Text generation method and device, electronic equipment and readable storage medium

Technical Field

The application belongs to the technical field of communication, and particularly relates to a text generation method and device, an electronic device and a readable storage medium.

Background

Text summary in a meeting, a course, etc. scene generally needs to be arranged based on a recorded audio file or a video file. At present, all voice data is generally converted into text data by processing an audio file or a video file, and the generated text is long.

As can be seen, the text generated based on the speech data in the prior art is lengthy.

Disclosure of Invention

An embodiment of the present application provides a text generation method, an apparatus, an electronic device, and a readable storage medium, which can solve the problem in the prior art that a text generated based on voice data is relatively long.

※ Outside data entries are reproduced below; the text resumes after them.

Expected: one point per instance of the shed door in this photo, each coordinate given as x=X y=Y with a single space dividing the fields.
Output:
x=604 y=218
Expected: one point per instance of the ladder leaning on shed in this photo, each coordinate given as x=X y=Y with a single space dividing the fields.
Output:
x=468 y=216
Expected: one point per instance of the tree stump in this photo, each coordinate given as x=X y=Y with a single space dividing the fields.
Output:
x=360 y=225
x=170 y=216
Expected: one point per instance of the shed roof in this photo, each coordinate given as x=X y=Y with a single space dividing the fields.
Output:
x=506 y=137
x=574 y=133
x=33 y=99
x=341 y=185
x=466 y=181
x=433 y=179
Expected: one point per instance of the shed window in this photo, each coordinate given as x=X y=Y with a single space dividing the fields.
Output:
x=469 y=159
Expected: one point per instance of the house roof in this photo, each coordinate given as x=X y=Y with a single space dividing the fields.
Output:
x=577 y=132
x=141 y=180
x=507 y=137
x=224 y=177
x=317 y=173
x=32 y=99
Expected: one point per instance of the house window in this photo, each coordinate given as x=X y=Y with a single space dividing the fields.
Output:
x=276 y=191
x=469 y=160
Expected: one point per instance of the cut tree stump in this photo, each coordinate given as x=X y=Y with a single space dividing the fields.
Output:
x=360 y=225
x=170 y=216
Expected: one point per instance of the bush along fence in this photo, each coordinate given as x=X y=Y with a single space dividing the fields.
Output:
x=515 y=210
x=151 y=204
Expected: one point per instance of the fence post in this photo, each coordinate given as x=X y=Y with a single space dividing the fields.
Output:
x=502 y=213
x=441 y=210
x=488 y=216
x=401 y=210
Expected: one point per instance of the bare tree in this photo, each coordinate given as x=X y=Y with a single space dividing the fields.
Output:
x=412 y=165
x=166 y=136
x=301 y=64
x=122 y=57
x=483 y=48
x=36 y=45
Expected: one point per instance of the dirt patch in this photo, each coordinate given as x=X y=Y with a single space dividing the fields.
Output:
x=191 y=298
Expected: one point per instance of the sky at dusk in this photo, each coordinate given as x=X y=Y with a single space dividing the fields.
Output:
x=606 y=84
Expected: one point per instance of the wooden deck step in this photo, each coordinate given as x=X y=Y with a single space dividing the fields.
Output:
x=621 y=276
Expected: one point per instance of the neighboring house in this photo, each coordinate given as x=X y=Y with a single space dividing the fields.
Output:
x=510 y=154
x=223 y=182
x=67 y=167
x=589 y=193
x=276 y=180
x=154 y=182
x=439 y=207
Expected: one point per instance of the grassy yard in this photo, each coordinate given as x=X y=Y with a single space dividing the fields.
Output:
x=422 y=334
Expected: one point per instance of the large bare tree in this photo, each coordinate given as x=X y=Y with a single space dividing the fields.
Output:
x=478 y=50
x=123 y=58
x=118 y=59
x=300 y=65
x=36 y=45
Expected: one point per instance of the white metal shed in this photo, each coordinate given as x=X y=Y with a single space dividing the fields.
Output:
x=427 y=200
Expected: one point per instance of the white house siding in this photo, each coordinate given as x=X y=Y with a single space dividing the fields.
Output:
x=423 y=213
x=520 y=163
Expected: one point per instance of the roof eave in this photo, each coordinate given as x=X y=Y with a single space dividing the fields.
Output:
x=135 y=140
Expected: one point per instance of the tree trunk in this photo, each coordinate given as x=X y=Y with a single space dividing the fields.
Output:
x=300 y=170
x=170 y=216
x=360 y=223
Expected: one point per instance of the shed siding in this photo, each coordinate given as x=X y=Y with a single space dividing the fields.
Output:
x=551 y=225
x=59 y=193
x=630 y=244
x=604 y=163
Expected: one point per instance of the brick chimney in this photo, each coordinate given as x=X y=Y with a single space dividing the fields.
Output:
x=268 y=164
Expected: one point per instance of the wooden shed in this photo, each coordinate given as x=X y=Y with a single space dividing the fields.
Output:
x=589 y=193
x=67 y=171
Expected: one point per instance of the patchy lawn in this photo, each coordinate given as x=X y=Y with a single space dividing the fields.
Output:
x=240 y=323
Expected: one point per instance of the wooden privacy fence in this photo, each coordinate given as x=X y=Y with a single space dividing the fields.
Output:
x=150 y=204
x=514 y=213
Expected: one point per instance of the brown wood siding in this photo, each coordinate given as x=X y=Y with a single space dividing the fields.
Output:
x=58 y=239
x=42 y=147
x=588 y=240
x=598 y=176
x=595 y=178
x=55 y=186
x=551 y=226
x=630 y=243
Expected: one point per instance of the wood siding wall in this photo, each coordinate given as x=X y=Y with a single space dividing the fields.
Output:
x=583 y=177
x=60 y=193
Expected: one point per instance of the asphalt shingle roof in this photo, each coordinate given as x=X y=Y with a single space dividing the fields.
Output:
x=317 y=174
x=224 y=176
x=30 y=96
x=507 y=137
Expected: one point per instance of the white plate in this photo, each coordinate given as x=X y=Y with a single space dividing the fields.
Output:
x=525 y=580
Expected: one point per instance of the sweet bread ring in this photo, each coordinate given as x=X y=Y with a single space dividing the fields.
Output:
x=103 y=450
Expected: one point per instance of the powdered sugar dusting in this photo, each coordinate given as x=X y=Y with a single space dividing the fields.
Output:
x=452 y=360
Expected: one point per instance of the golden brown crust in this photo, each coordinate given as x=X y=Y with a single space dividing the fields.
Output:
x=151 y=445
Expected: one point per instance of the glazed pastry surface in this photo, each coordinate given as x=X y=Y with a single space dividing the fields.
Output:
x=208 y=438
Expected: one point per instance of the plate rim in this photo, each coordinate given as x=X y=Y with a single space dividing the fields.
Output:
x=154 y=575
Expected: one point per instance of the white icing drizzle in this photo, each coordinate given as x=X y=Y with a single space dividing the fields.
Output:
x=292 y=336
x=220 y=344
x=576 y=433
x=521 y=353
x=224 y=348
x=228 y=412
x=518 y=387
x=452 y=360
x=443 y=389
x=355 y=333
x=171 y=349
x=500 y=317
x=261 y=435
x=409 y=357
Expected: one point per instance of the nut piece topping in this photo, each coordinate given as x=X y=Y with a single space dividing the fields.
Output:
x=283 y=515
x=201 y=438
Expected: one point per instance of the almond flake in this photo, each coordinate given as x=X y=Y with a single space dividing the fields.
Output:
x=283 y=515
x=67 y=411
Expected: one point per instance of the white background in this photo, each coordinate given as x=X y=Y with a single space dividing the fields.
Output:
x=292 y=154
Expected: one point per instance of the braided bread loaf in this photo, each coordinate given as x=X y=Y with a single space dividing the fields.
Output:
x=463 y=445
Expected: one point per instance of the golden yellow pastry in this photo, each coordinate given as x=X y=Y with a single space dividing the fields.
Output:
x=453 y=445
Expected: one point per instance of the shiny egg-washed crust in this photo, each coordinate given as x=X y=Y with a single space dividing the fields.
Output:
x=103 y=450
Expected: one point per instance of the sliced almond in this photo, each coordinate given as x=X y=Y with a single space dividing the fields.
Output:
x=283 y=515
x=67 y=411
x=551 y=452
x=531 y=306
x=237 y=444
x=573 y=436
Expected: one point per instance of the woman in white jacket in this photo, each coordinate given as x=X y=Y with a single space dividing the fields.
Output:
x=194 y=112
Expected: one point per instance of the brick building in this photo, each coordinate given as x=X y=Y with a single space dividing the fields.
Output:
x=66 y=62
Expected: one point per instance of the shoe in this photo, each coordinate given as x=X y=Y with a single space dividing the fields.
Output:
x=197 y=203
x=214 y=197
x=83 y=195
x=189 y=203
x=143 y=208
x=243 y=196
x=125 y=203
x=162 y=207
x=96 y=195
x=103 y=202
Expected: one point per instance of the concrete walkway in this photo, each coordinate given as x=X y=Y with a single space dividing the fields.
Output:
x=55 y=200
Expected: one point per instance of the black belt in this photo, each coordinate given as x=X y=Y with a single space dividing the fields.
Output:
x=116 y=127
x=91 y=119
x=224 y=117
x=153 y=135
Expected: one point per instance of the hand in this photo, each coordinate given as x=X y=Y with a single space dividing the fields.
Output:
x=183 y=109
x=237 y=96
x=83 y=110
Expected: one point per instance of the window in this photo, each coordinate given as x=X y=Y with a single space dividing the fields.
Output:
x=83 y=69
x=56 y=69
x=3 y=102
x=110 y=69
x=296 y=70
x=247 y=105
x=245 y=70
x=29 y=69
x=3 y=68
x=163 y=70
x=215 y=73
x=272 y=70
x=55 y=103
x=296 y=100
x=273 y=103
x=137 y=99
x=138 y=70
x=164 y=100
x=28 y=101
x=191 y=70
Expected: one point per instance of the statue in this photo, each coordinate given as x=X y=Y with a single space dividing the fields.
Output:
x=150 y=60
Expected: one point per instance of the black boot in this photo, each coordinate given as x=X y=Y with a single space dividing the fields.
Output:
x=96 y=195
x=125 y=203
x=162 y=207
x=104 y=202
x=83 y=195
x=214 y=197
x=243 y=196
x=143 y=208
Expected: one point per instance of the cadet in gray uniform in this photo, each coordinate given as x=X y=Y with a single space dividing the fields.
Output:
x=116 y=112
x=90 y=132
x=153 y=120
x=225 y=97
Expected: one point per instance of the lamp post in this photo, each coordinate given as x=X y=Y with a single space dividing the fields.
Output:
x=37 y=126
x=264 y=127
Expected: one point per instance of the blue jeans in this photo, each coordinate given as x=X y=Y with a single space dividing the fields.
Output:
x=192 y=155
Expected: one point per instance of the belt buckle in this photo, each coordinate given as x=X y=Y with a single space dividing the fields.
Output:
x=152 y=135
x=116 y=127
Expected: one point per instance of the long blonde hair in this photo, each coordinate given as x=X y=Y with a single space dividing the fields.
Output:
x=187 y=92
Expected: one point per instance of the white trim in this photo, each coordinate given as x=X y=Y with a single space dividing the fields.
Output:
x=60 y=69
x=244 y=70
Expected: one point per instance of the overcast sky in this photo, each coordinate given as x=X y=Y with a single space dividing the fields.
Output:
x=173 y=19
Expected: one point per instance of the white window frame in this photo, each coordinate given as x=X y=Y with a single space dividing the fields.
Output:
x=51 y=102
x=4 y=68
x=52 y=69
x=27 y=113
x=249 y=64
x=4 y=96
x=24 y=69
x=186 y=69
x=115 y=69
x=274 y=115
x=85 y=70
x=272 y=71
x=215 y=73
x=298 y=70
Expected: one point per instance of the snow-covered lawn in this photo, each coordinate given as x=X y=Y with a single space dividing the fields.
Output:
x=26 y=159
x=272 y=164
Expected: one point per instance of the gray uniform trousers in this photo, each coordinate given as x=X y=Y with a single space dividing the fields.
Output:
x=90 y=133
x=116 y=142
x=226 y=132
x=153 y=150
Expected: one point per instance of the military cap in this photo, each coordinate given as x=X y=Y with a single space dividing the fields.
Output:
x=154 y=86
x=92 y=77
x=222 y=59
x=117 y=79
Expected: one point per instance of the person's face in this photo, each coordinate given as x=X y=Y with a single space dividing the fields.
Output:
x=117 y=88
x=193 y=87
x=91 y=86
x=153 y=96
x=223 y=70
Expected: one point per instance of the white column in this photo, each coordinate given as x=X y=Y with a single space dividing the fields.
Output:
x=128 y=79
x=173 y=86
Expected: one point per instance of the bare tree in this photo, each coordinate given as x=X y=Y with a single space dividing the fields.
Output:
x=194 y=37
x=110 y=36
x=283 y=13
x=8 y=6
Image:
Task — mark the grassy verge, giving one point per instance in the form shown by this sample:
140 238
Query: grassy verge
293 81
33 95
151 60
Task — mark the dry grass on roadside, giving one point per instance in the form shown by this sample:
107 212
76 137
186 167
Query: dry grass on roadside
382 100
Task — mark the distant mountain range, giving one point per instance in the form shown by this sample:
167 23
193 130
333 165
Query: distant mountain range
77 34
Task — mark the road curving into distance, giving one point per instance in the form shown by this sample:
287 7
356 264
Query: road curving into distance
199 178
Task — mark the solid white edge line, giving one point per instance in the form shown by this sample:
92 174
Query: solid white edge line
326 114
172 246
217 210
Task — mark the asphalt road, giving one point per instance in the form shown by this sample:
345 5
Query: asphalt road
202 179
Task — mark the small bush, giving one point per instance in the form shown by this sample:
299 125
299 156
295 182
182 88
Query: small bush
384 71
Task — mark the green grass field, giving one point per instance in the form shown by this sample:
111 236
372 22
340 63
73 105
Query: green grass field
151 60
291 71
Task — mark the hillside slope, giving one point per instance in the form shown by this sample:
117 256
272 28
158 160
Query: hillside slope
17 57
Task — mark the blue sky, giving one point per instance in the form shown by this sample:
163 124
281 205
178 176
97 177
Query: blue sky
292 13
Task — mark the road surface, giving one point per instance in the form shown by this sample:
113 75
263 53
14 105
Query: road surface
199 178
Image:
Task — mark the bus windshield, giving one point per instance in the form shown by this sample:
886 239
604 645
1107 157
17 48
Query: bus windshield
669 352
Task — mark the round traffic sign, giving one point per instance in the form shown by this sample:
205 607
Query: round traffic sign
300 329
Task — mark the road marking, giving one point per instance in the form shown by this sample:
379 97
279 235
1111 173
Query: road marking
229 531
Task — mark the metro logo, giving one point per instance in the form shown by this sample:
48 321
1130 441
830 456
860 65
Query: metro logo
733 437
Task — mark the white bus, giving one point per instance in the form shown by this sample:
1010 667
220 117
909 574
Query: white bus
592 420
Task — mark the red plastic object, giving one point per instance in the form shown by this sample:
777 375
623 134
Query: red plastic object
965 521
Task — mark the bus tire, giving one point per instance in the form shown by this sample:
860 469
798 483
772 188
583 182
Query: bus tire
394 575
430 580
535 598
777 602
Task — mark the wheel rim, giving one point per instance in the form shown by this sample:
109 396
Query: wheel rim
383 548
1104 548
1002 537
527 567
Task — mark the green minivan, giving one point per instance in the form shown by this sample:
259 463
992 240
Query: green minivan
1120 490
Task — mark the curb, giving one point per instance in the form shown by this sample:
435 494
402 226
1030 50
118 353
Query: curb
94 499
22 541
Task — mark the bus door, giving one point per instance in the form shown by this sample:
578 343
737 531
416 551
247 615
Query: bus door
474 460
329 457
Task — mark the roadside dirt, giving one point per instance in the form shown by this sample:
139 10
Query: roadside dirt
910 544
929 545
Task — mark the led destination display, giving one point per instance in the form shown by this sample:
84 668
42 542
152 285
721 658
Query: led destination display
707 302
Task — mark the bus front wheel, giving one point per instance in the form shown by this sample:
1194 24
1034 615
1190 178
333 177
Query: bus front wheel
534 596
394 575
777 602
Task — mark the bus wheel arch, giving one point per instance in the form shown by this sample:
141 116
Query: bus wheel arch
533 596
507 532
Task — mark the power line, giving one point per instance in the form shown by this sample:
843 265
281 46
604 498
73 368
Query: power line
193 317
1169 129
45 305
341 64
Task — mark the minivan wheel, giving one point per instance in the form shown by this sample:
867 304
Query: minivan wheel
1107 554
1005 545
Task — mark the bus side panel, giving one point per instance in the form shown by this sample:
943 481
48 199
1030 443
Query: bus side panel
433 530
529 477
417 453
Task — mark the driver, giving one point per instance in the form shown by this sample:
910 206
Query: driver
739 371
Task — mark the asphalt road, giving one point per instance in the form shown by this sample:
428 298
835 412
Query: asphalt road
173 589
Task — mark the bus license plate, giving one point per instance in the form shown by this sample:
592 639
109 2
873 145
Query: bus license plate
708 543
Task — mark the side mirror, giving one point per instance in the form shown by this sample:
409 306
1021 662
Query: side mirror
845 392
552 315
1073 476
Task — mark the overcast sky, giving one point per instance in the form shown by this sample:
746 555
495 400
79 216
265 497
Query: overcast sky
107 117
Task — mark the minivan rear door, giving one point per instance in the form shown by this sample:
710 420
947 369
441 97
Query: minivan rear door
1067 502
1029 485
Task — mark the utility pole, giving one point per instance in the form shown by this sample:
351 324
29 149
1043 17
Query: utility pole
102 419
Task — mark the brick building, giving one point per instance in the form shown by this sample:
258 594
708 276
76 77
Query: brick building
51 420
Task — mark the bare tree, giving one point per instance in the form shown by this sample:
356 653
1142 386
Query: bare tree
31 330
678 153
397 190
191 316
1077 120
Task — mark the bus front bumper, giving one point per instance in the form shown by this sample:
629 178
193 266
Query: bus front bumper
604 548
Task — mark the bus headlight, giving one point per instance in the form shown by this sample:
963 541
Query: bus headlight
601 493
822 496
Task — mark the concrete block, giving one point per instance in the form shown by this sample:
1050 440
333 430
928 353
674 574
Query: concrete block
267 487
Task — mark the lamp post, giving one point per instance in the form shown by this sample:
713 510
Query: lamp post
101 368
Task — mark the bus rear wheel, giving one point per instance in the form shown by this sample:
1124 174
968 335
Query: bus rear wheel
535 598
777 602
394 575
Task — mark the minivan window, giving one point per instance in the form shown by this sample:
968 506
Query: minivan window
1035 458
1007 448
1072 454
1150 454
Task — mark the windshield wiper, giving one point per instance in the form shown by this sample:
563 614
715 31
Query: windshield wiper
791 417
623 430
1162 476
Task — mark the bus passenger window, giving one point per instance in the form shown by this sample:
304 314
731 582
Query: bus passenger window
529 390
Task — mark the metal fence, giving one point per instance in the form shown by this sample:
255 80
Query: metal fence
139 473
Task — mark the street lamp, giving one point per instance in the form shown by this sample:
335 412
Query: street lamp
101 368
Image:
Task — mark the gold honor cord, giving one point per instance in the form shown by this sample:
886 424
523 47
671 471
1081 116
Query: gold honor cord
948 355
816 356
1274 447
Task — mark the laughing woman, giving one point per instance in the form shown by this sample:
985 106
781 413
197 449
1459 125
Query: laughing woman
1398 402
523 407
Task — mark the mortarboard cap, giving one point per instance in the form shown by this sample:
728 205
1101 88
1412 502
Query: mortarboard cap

In a first aspect, an embodiment of the present application provides a text generation method, where the method includes:

acquiring voice data;

identifying feature information of the voice data, wherein the feature information comprises at least one of tone features and character features;

extracting key voice of the voice data based on the feature information of the voice data;

and displaying a text corresponding to the voice data based on the key voice.

In a second aspect, an embodiment of the present application provides a text generation apparatus, where the apparatus includes:

the acquisition module is used for acquiring voice data;

the recognition module is used for recognizing the characteristic information of the voice data, wherein the characteristic information comprises at least one of tone characteristics and character characteristics;

the extraction module is used for extracting key voice of the voice data based on the characteristic information of the voice data;

and the generating module is used for displaying the text corresponding to the voice data based on the key voice.

In a third aspect, an embodiment of the present application provides an electronic device, which includes a processor, a memory, and a program or instructions stored on the memory and executable on the processor, and when executed by the processor, the program or instructions implement the steps of the method according to the first aspect.

In a fourth aspect, embodiments of the present application provide a readable storage medium, on which a program or instructions are stored, which when executed by a processor implement the steps of the method according to the first aspect.

In a fifth aspect, an embodiment of the present application provides a chip, where the chip includes a processor and a communication interface, where the communication interface is coupled to the processor, and the processor is configured to execute a program or instructions to implement the method according to the first aspect.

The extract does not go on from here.